The losses of the Germans at Verdun have been estimated at 10,000 per day! “I dream at night,” writes one French artillery officer, “of those ghastly crumpled heaps of shattered gray-green bodies! Germany’s wives and mothers must curse the Kaiser in their prayers!”

THE CRIME OF STUPIDITY

Voltaire is accredited with the saying that “the only crime is stupidity.” According to this dictum one must come to consider the “All-Highest War Lord” the greatest criminal of an epoch, his stupidity being almost without parallel in history. What man, not entirely mad, seeing a world of prosperity within reach of his hand would clench his fist and knock the whole splendid sphere away from him at one blow! The proposition seems absurd and untenable, yet it has been and continues to be the Kaiser’s policy, or the policy of his ministers and advisers; clear to all save those who remain perversely and wilfully blind.

For it is not too much to say that before the war Germany was pushing quietly but surely through every branch of commerce.
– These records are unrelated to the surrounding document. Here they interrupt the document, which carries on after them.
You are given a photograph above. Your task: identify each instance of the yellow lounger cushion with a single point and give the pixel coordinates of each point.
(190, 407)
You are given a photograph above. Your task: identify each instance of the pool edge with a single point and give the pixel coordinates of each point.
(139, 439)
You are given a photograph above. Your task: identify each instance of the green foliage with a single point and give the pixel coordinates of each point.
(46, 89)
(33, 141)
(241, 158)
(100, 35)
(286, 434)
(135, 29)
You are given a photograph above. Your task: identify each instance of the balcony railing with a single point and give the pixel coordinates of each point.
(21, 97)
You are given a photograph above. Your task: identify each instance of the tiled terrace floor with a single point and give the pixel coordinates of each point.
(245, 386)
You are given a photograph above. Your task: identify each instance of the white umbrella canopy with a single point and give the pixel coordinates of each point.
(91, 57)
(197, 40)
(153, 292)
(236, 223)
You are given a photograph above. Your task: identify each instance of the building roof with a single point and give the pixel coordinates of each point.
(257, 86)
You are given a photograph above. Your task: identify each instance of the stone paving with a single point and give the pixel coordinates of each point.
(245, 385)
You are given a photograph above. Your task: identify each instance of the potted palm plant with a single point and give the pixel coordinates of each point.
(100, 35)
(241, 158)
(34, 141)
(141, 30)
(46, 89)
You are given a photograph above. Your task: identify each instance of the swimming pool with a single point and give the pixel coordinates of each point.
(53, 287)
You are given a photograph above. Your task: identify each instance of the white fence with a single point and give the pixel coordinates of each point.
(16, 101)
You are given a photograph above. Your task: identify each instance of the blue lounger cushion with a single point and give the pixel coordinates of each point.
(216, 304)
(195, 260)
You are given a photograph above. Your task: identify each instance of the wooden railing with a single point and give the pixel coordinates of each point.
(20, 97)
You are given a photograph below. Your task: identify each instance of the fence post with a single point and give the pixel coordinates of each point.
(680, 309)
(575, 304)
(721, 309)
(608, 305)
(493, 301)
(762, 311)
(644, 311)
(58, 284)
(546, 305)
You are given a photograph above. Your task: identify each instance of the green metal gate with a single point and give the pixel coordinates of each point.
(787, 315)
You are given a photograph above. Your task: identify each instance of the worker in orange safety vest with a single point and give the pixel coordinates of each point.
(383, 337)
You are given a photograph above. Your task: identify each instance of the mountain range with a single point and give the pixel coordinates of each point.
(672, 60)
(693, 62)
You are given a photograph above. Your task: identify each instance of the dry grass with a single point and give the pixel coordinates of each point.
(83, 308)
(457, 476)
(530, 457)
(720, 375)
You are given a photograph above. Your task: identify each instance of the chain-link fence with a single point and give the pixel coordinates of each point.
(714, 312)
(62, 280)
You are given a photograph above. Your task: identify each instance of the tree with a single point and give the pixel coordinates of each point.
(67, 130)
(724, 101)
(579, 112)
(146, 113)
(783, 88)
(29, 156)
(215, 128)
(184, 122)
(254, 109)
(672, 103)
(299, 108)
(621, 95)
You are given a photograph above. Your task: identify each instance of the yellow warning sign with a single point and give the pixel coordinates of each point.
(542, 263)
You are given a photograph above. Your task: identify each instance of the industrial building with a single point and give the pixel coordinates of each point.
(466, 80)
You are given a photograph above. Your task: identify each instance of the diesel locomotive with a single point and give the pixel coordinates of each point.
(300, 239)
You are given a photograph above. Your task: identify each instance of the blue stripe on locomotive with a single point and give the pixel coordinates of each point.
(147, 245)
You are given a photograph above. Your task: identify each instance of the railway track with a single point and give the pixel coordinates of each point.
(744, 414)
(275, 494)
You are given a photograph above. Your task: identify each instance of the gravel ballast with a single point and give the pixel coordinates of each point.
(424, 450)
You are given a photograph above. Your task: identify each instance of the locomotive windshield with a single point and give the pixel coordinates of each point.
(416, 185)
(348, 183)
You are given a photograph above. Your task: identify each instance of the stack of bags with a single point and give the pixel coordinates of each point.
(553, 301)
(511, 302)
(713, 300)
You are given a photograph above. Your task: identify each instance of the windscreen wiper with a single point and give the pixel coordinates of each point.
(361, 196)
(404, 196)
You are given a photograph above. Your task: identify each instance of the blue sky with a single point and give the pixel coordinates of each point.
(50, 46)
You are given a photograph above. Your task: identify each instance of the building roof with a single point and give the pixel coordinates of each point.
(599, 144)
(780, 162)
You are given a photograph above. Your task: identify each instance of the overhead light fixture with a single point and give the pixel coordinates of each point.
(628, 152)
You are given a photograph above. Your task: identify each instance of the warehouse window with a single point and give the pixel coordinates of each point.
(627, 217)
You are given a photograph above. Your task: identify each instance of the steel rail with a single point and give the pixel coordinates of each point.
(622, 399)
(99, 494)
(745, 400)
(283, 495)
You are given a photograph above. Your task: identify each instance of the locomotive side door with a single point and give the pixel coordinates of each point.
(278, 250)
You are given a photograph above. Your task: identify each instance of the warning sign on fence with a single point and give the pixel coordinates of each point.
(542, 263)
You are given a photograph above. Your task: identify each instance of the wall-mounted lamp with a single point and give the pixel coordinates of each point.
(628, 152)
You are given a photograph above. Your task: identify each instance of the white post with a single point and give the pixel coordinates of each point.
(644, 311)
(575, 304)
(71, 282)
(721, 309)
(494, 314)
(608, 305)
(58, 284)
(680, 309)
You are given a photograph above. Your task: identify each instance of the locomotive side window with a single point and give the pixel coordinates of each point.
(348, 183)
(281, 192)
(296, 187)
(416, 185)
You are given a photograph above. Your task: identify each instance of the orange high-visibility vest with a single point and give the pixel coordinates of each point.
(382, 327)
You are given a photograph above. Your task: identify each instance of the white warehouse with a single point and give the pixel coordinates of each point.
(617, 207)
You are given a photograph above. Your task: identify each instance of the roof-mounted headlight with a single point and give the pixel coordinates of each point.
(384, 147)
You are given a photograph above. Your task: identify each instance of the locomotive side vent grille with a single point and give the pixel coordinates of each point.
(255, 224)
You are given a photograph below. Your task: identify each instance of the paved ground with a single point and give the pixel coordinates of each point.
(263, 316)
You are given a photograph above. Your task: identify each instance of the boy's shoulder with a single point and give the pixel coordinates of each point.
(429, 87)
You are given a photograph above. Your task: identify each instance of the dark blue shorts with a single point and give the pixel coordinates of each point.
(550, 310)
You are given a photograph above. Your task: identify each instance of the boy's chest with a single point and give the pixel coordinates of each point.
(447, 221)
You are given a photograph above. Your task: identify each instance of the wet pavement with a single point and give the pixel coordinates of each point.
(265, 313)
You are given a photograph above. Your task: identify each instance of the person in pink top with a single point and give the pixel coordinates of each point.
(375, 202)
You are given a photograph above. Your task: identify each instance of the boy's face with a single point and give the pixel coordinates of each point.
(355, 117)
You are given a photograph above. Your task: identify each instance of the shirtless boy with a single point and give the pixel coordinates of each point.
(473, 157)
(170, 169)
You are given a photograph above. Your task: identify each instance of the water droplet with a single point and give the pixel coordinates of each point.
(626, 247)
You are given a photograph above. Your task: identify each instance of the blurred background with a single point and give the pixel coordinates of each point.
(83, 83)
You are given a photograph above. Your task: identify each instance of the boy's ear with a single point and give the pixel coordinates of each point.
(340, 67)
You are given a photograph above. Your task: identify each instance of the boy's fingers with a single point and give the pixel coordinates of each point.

From triumph to triumph she moved easily onward; everywhere her ramifications were spreading like the vigorous roots of a fast-growing tree. In Great Britain she had possessed herself of many of our trades; her goods were everywhere; her cutlery, her glass, her woollens, her linens, her dyes, her silver and copper ware, her chemicals--why, even our very window-frames were “Made in Germany”! She was at work in our mines and coal-fields; she was ahead of us in science, in invention, in industry and general “thoroughness.”